Gwen sonrió y asintió con la cabeza.
—La enfermera en cuestión va para los sesenta años y está muy gorda. Yo también estoy más vieja y gorda cada día, así que no se me ocurriría denigrar a las personas de edad ni a las obesas, pero no puedo creer que posean más atractivo sexual que las jóvenes que nunca han tenido que enfrentarse a la celulitis. En cuanto a la recepcionista, tiene diecinueve años, pero es huesuda y antipática. Hay once mujeres que trabajan habitualmente con Marty, y tres o cuatro de ellas son auténticas bellezas. Todas declararon que el doctor Murrow no las había molestado jamás. Una enfermera recordó que un lunes por la mañana le dijo a Marty que quería someterlo a una prueba. «Si tan bien se le dan los diagnósticos, mire a los ojos a Josie y Francine y díganos cuál de las dos echó un polvo este fin de semana». Marty respondió que debía de ser Francine, porque estaba muy sonriente.
—No es una gran incriminación —observó R. J. secamente.
—Fue lo peor que pudieron encontrar contra él. Ninguna de sus dos acusadoras fue capaz de citar detalles concretos, y resultaba evidente que se habían puesto de acuerdo para presentar la acusación después de que él se hubiera quejado de su trabajo. Otras personas de la oficina tenían las mismas quejas sobre su rendimiento laboral, y a consecuencia de la investigación fueron despedidas la enfermera y la recepcionista.
—¿Y Buchanan?
—Buchanan sigue en su puesto. Las oficinas que dirige rinden pingües beneficios. Le mandó una carta a Marty diciendo que la investigación no había proporcionado pruebas concluyentes que confirmaran las acusaciones presentadas contra él y que por tanto podía seguir practicando la medicina en el Centro Sanitario Familiar Highland.
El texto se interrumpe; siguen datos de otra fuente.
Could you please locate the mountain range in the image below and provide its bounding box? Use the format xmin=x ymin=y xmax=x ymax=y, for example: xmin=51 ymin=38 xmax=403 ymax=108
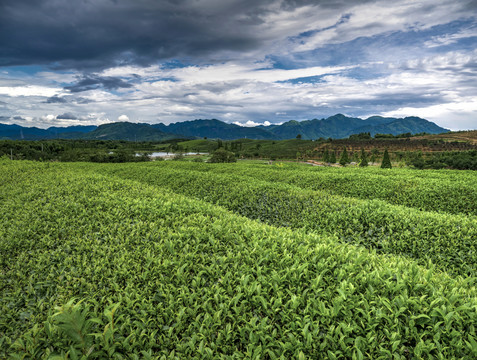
xmin=0 ymin=114 xmax=448 ymax=141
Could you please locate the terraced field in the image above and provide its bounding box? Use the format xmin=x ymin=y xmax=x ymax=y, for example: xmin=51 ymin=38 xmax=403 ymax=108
xmin=0 ymin=159 xmax=477 ymax=359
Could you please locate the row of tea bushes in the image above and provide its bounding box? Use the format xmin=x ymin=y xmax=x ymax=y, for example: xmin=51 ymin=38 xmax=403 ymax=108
xmin=0 ymin=162 xmax=477 ymax=359
xmin=141 ymin=162 xmax=477 ymax=216
xmin=89 ymin=163 xmax=477 ymax=275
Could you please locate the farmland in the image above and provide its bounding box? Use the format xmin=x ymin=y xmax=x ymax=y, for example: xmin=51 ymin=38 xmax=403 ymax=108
xmin=0 ymin=159 xmax=477 ymax=359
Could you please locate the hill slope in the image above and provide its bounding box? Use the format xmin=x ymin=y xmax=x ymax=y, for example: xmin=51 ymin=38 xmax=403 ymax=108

»Marty respondió inmediatamente que pensaba presentar una demanda por difamación contra Buchanan y las dos trabajadoras despedidas, y otra contra la SMS por incumplimiento de contrato.
»El presidente de la compañía se desplazó en avión desde California, se reunió con Marty y le preguntó por sus planes inmediatos. Cuando Marty le explicó que pensaba establecerse por su cuenta, el presidente se ofreció a ayudarle para evitar la publicidad negativa de un litigio. Dijo que la empresa le pagaría el tiempo que restaba de su contrato, cincuenta y dos mil dólares en efectivo, y que además podría llevarse todos los muebles de su despacho y de sus dos salas de visita, así como un electrocardiógrafo y otro aparato para sigmoidoscopia que ningún otro médico del centro se había molestado en aprender a utilizar. Marty aceptó inmediatamente.
A estas alturas, prosiguió Gwen, ella tampoco quería seguir trabajando en la SMS.
—Pero se me presentaba un problema. Mi marido había descubierto que le encantaba enseñar, y yo no quería interponerme en su carrera. Hasta que en un congreso nacional, que se celebró en Nueva Orleans, Phil conoció al decano de la escuela de administración de empresas de la Universidad de Massachusetts y los dos coincidieron en que Phil sería la persona adecuada para cubrir una vacante que se había producido en esa escuela.
»Así que fui rápidamente a ver a Buchanan con la amenaza de una demanda por incumplimiento de contrato, y después de regatear un poco aceptó pagarnos los gastos del traslado cuando nos mudemos a Massachusetts. Volveremos aquí en septiembre, y Phil dará clases en Amherst.
Gwen dejó de hablar y sonrió al ver que su amiga daba brincos de alegría como una niña feliz.